Luana Nogueira, diretora-executiva da Alagev
Em junho, os gastos das empresas com serviços relacionados às viagens corporativas atingiram R$ 17,3 bilhões, crescimento de 3,7% em relação ao mesmo mês de 2025 e novo recorde histórico para o período, segundo os últimos dados revelados pelo LVC. Apesar do avanço do faturamento, a análise da FecomercioSP indica uma influência maior dos preços sobre os resultados, enquanto o volume de atividades apresenta crescimento mais moderado. “ Isso não significa necessariamente uma queda no volume de atividades, mas indica que seu crescimento ocorre em ritmo mais lento", explica o economista da FecomercioSP, Guilherme Dietze.

Brasil entre os principais mercados globais
A projeção apresentada pela GBTA coloca o Brasil na 10ª posição entre os maiores mercados de viagens corporativas do mundo, com previsão de US$ 35,8 bilhões em gastos em 2026. Entre os 15 principais, o país apresenta a maior expectativa de crescimento, de 13,8%, acima de Japão (10%), Estados Unidos (6,7%) e China (5,9%).
Para a Alagev, o posicionamento internacional reforça a dimensão alcançada pelo mercado brasileiro, mas a evolução ao longo do segundo semestre dependerá também das condições da economia doméstica. Juros elevados, inflação, comportamento do câmbio e ritmo da atividade econômica, bem como o período eleitoral, estão entre os fatores que podem interferir nas decisões das empresas sobre deslocamentos.
A comparação com outros países também requer considerar a dimensão de cada mercado.

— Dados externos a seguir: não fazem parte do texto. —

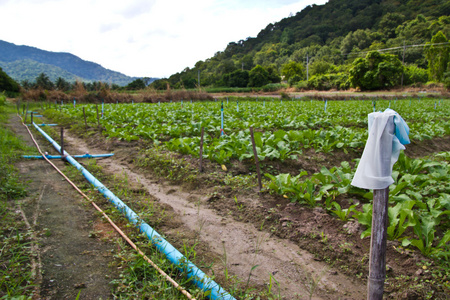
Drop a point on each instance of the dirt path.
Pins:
(70, 260)
(294, 269)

Enquanto o Brasil tem previsão de US$ 35,8 bilhões em gastos neste ano, os Estados Unidos devem movimentar US$ 423 bilhões e a China, US$ 403,7 bilhões. Mercados que partem de bases menores podem apresentar variações percentuais superiores, razão pela qual crescimento e tamanho do mercado precisam ser analisados conjuntamente.

Gastos e número de viagens
No cenário global, a GBTA projeta US$ 1,71 trilhão em gastos com viagens corporativas em 2026, crescimento de 7,2% sobre o ano anterior. O número de viagens, por sua vez, deve alcançar 1,84 bilhão, com avanço de 1,3%. A diferença entre os dois indicadores também coloca preços, custos e retorno dos deslocamentos entre os temas que ganham espaço na gestão corporativa.
Para Luana, o cenário aumenta a importância de as empresas acompanharem os indicadores ao longo do ano e incorporarem essas informações ao planejamento. "Quando os gastos avançam em ritmo diferente do volume de viagens, olhar apenas para o orçamento não é suficiente. É preciso entender o que vem de preço, o que vem de demanda e quais deslocamentos efetivamente contribuem para os objetivos da empresa. Esse acompanhamento permite revisar políticas, negociar contratos e direcionar os recursos de forma mais alinhada às necessidades do negócio", conclui.